I’m going to PyCon

Last night I registered for PyCon 2011 in Atlanta, GA. This is my first “real” technical convention, and I’ll be going as an individual. I’ve been to an internal symposium at my company, but they’re generally too cheap to send people to things like this. So, not only am I paying for the whole thing myself, but its also my Spring Break. I think its going to be worth it, though.

I love Python. I taught the language to myself because I wanted to learn a new language and was looking for a more flexible, powerful replacement for Perl. I was parsing floating-point data out of the output of various applications and analyzing it, and while Perl rocked for the parsing part I had to take the parsed output and feed it into either Excel/OpenOffice or Matlab for the analysis part. Python let me do everything at once, including the interactive prompt that previously made Matlab my tool of choice. Little did I know, at the time, that this original use just scratched the surface of what the language could do. Since then, I’ve written everything I can get away with in Python. I wrote my own interactive console for controlling our applications in our development lab. I wrote a small control program designed to work with the PBS job control system to run multiple small scripts in parallel on each core requested by the PBS job. I do all of the homework for my current Masters course in Python. I even write and use Python applications to support my play in EVE Online.
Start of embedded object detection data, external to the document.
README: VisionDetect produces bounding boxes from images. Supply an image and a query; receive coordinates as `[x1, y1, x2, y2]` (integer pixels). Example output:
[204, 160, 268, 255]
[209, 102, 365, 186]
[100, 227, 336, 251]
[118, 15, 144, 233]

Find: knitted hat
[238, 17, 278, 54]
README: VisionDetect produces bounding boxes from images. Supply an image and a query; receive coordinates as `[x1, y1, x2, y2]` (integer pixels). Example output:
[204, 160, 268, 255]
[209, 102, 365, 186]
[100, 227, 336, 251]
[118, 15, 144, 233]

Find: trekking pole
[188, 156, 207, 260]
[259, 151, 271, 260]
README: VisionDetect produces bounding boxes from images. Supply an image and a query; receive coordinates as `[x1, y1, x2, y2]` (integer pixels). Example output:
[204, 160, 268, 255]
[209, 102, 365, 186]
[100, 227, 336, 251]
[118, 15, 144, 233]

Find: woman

I haven’t been able to connect with any Pythonistas locally, though. At my company, the software engineers are mostly fluent in C only (some in C++), and the analysts only really know Fortran and Matlab. The software development landscape in the Metroplex is dominated by enterprise activities, owing to the density of corporate headquarters here, so its heaven for Java and .NET developers but rather barren for others. So, I’m really looking forward to this conference as a way to meet other practitioners, find out where the language is going (technically and professionally), and learn something from real people as opposed to books and webpages. Plus, it gives me a chance to scout out Atlanta some more, since it appears to be an interesting city with interesting opportunities.